Apesar de causar sérios problemas de saúde, o espartilho era considerado pela aristocracia um sinal de superioridade, já que era um obstáculo ao trabalho. A mulher modesta usava um corselete medieval, atado por cordões pouco apertados e amarrado na frente, ao contrário do corpete aristocrático, atado por trás, que exigia a ajuda de empregados. Mais importante do que a própria saúde, o uso do espartilho marcava a necessidade de se distinguir do povo.

Desde o início do século 14, a preocupação era dar forma à porção central do corpo. Com o tempo, as mulheres passaram a usar saias longas e fartas. Somente a cintura era apertada, enquanto o resto podia fluir e criar volume. Até a Idade Média, os seios eram sustentados por corseletes, uma espécie de colete justo, que eram usados por cima de camisas e amarrados nas costas. Com o tempo, essa peça tornou-se mais rígida e pesada, até o surgimento do espartilho propriamente dito.

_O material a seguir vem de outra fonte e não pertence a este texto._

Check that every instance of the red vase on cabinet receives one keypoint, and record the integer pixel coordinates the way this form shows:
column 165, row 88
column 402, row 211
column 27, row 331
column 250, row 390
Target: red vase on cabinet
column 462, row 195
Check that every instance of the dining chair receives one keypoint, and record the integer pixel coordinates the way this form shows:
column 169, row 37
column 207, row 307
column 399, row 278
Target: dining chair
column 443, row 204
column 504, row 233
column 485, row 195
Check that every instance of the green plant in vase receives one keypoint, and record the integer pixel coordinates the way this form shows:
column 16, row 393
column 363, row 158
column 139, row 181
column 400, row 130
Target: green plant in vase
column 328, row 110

Nenhuma outra época exaltou tanto a beleza feminina como o Renascimento, um período de sensualidade e erotismo. Durante o século 15, a atenção estava toda voltada para os seios. Após o Renascimento, o vestuário tornou-se mais rígido, assim como a época. A Revolução Francesa sacudiu a sociedade européia. As roupas voltaram a ser mais simples e práticas, levando a moda a outras camadas sociais.
A idéia de que o corpo deveria ficar firme era muito forte e, com isso, os espartilhos voltaram a ser usados. Vários modelos surgiram, acompanhando a moda do momento. No século 19, de 1804 a 1820, o espartilho parece mais um instrumento de tortura. É a moda dos seios separados, possível graças a um sistema de barbatanas inventado por um espartilheiro da época.

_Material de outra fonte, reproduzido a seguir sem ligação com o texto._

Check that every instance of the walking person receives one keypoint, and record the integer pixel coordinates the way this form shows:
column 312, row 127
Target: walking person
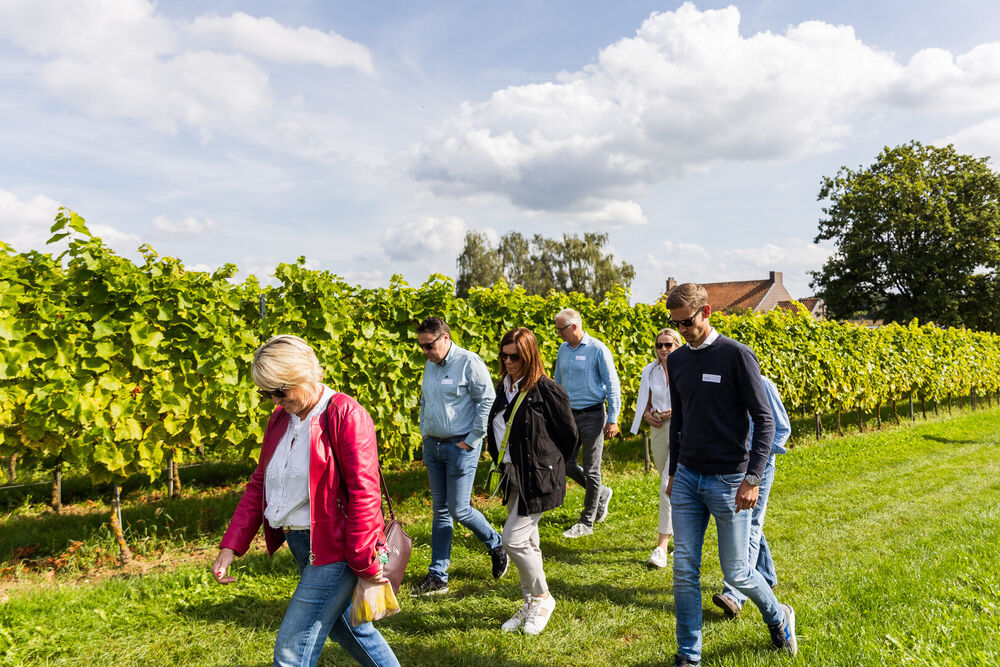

No final do século 19, os espartilhos eram tão apertados que as mulheres não conseguiam mais se abaixar, além de possuírem um sistema complicado de ligas e prendedores de meias. Em 1909, os trajes usados pelo balé russo de Diaghilev, grande sucesso em Paris, inspiraram estilistas como Paul Poiret, que revolucionou a moda, suprimindo a forma de S e trazendo uma linha mais leve e natural. Nessa época, as mulheres começaram a exigir novos modelos, que correspondessem melhor aos seus anseios. Seu modo de vida havia mudado e uma classe média de mulheres que trabalhavam começou a surgir, além da popularização da prática de esportes.
A morte do espartilho está intimamente ligada à Primeira Guerra Mundial. Com os homens ocupados, lutando na frente de batalha, as mulheres foram convocadas a assumir os trabalhos nos campos, nas cidades e nas fábricas. O trabalho operário exigia espartilhos menores, mais confortáveis e simples. Durante os anos de guerra, os espartilhos foram, gradativamente, sendo substituídos por cintas. Os seios, porém, precisavam de algum suporte, já que o espartilho também servia para erguê-los. Foi nesse contexto que, um acessório que apareceu nos anúncios publicitários de lingerie a partir do fim do século 19, mas que ainda não havia conquistado todas as mulheres, passou a ser fundamental - o sutiã.

A moda, entretanto, voltou a adotar a silhueta marcada, em 1940, trazendo de volta os espartilhos, porém mais leves. Novamente a guerra, dessa vez a Segunda Guerra Mundial, tratou de tirá-los de cena. Somente em 1947, com o "New Look", de Christian Dior, que valorizava as formas do busto e cintura fina, os espartilhos voltaram a ser usados.

Na década de 80, os corpetes com barbatanas, que realçam o corpo, voltaram a ser apreciados. Já no início dos anos 90, com o fetichismo em moda, alguns grandes estilistas como Gianni Versace e Jean-Paul Gaultier lançaram espartilhos futuristas e que deviam ser usados, não como roupa de baixo, mas por fora, para serem mostrados.